Amniocentesis & Miscarriage Risk | emBIO IVF Center

Amniocentesis & Miscarriage Risk

With my first two children, I had normal pregnancies. In my third pregnancy, since I was over 35, we had an amniocentesis. The procedure went "flawlessly," and two weeks later we learned we could expect a "genetically perfect" baby girl. Three days after that, my water broke and I miscarried. My doctor could not tell me why, but he discounted that the amnio was the cause. That was five months ago. Now I am six weeks pregnant. My husband insists that I have another amnio because I will be 38 at delivery. I am worried about another miscarriage. Can an amnio cause a miscarriage more than two weeks after the procedure is performed? Is there an alternative to amnio that poses less risk? Mary

There is a risk of ruptured membranes and pregnancy loss after an amniocentesis. However, this risk is small, and your chance of miscarriage should not be increased this time just because you had a complication that occurred after a previous amniocentesis.

Amniocentesis is commonly performed to check for genetic abnormalities such as Down syndrome. The risk of this genetic condition increases as a woman ages. At age 35, the risk is about one of every 200 pregnancies, while at age 40, the risk rises to as much as one of every 50 to 100 pregnancies. Amniocentesis is performed using an ultrasound examination to pinpoint a pocket of fluid inside the uterus. The physician guides a needle through the abdomen into the pocket and removes some fluid. The fluid is sent for cell culture. After a few days, fetal cells from the culture are analyzed for their chromosomal makeup.

A faster method of analysis, called FISH for "fluorescent in situ hybridization," involves using special dyes targeted to specific chromosomes. Each dye glows a different color under fluorescent lighting. At present, we can only test for four or five different chromosome pairs using this technique. Normal cells have 23 pairs of chromosomes; an abnormal fetus may have an extra chromosome or may be missing one from a pair. Since we can't test all the chromosome pairs using FISH, this method only picks up a portion of the potential chromosomal anomalies that may occur. Luckily, the most common problems are picked up using this screening method. As results from this test can be available within a few hours, FISH is gaining in popularity. A major concern with amniocentesis is that it needs to be performed well into the second trimester of pregnancy. The wait can be quite stressful, and if the test suggests that the fetus is abnormal, the couple faces difficult decisions at a point fairly far along in the pregnancy.

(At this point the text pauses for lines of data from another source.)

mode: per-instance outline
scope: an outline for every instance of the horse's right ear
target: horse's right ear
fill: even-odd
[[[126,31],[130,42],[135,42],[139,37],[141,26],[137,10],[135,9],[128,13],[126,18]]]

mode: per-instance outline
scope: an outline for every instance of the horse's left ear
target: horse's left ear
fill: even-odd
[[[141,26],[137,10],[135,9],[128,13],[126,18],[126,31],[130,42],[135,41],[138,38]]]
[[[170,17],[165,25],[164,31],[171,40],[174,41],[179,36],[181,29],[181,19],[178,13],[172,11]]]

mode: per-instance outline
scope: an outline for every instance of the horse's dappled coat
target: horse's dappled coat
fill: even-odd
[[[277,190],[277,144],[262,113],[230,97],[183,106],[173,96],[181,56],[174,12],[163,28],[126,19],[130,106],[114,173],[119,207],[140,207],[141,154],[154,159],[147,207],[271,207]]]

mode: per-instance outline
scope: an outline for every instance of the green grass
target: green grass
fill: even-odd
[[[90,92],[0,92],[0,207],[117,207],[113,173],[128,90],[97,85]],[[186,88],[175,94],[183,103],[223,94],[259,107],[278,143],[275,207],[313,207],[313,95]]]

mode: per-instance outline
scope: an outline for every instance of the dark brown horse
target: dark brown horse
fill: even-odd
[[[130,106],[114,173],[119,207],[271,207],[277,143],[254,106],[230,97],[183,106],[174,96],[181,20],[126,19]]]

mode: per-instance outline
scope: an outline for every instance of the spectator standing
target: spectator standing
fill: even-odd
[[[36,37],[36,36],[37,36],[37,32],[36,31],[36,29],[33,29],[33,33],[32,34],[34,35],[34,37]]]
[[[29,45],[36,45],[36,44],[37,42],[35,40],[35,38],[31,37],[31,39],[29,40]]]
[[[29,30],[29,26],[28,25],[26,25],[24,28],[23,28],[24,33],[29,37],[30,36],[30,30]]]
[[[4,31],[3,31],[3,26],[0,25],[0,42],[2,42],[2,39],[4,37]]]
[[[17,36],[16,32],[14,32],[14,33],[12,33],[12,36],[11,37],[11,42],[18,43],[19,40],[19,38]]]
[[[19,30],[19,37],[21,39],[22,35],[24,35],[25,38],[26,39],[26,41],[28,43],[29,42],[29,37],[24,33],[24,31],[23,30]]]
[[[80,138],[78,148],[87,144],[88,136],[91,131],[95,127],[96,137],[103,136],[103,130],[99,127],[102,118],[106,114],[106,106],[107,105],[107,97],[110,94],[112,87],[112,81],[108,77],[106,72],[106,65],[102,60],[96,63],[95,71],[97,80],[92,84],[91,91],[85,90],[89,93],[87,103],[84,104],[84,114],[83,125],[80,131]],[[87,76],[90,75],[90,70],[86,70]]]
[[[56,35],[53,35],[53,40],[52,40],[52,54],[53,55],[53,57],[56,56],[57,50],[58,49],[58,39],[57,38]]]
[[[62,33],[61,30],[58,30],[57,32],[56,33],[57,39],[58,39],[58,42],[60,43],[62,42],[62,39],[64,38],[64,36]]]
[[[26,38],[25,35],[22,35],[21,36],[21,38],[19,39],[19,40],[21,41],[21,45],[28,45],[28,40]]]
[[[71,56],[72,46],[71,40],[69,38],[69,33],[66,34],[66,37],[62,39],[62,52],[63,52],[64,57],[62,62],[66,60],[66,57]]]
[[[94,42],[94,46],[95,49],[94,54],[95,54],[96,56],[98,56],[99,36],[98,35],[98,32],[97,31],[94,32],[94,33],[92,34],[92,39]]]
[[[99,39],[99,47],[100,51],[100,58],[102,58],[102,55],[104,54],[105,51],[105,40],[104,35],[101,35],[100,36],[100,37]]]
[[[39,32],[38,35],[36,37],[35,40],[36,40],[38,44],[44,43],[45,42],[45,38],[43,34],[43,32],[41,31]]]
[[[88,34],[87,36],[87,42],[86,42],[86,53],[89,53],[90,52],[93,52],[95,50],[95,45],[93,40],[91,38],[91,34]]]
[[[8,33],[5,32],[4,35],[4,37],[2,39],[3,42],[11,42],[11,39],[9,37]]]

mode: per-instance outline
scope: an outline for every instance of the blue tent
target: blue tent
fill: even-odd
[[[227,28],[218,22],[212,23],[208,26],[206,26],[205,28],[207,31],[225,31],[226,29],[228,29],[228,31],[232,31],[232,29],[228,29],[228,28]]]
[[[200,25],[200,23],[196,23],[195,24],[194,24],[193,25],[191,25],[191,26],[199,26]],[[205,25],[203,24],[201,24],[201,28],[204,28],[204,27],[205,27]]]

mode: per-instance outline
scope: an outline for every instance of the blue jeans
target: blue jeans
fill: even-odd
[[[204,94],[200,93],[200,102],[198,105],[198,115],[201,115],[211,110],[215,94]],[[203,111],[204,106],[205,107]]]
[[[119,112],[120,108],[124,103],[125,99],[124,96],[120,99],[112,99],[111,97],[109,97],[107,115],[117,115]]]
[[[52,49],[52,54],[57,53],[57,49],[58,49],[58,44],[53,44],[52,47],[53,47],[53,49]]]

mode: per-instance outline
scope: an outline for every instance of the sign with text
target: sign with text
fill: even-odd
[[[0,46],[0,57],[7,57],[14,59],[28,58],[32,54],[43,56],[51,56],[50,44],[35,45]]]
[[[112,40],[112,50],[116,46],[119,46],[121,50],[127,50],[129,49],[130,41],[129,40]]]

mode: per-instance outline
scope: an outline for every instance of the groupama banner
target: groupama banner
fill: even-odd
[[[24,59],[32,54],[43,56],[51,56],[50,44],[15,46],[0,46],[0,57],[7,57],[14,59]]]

An alternative method, called chorionic villus sampling (CVS), can provide results much earlier, near the end of the first trimester. Using ultrasound guidance, a catheter is placed through the cervix and into the uterus to a spot just below the placenta. A small biopsy is removed by suction and sent for evaluation. Again, both FISH and cell culture and chromosomal analysis can be used. Unfortunately, CVS has a miscarriage rate that is slightly higher than amniocentesis.

I would suggest you meet with a perinatologist who can discuss your concerns regarding potential risks and advise you appropriately.